In comparison, the American foundation sector is more advanced in impact management practices. “It is led by strong supporting intermediary organisations, a more developed professional evaluation community, as well as a culture of greater transparency and collaboration.’’

2. Resourcing and organising for impact management

This is about ensuring that the organisation is budgeting sufficiently for impact management related work and creating an appropriate organisational framework for it to be a foundation-wide activity and concern.

"While impact management budgets are increasing in American and European foundations, financial and staff resources are still tight as it has historically been an under-resourced area," state the authors.

Example recommendations of the study include the creation of a clear impact management budget and associated organisational structure with well-defined roles, ensuring the core foundation team has the right skills for impact management.

Also, creating an organisational structure, processes, training, and incentives to ensure a greater communication and learning exchange between grant making and impact/social investment employees/teams (where these exist) and encouraging trustees to understand the value of impact management and properly resource it within the foundation.

foundations

3. Embedding impact management through organisational culture

As the saying goes, "culture eats strategy for breakfast," thus foundations need to pay special attention to carefully embedding their approach as part of the organisational structure, enabling the shift from a compliance and communications-oriented mindset, to one where learning and honest reflection are prioritised.

“Organisational culture is one of the crucial success factors for impact management and has been historically underestimated," say the authors, who recommend foundations devoting time and money to learning from impact management, building organisational processes and structures to support learning goals and priorities and to find ways to bring staff along in the process.

Foundations need to pay special attention to carefully embedding their approach as part of the organisational structure

4. Building internal and external capacity

The European foundation sector needs to invest more in building internally – as well as among grantees – the necessary skills for implementing impact management. In that sense, researchers suggest that "foundations need to build the appetite for impact management among their grantees/investees, and this approach may not always be initially well-received."

To reach these goals, the study suggests to upskill foundation staff so that they can help grantees improve capacity for impact management, increase the opportunities for grantees to use core or specific funding for evaluation/impact management purposes and also increase the budget for capacity-building of grantees around impact management.

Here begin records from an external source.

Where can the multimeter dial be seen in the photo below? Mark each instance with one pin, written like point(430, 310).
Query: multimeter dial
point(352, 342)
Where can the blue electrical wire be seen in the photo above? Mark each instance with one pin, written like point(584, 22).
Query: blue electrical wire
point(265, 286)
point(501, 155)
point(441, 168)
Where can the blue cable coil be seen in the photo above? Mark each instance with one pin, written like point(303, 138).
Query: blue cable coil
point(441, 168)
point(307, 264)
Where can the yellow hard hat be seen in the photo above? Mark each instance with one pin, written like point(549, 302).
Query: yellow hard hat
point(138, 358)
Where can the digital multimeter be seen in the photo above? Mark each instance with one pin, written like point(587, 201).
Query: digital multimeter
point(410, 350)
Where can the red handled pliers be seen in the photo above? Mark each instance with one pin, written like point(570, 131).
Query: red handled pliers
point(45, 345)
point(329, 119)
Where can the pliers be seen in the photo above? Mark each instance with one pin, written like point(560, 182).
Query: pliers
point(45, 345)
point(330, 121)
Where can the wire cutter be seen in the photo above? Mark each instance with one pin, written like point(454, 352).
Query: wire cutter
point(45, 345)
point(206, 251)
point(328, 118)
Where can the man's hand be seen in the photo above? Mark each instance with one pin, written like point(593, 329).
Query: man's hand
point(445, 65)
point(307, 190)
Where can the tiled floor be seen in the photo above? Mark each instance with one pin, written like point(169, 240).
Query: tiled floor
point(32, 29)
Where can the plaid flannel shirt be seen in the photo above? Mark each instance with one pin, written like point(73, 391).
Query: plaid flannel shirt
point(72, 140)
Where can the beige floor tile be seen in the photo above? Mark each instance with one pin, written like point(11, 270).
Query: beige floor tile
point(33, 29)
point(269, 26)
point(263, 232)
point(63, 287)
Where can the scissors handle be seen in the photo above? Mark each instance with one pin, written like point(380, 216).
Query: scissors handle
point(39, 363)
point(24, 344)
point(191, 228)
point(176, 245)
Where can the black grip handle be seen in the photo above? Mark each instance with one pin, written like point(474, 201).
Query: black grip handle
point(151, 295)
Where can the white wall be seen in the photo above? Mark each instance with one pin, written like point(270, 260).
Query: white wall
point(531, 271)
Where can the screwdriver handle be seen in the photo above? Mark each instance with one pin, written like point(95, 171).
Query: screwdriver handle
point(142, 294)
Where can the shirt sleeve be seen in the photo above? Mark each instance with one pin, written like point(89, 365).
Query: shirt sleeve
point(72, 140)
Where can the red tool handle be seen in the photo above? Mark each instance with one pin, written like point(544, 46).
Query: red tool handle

Data and technology could enable exciting opportunities for foundations to work together to improve impact management

5. Collaborating, sharing knowledge, and being transparent

There are encouraging signs of foundations pooling data, reducing the grantee reporting burden, and sharing insights and learnings. Data and technology could enable exciting opportunities for foundations to work together to improve impact management across the sector, as more honest sectoral peer exchange about programmatic successes and failures, what works, and what does not work, could dramatically improve its success.

There are best practice examples of significant collaboration, knowledge-sharing, and transparency in the European foundation sector, particularly in terms of reducing the grantee reporting burden and creating shared and open-source data repositories. Yet these practices are not yet widespread, and the sector could benefit from prioritising and amplifying such activities.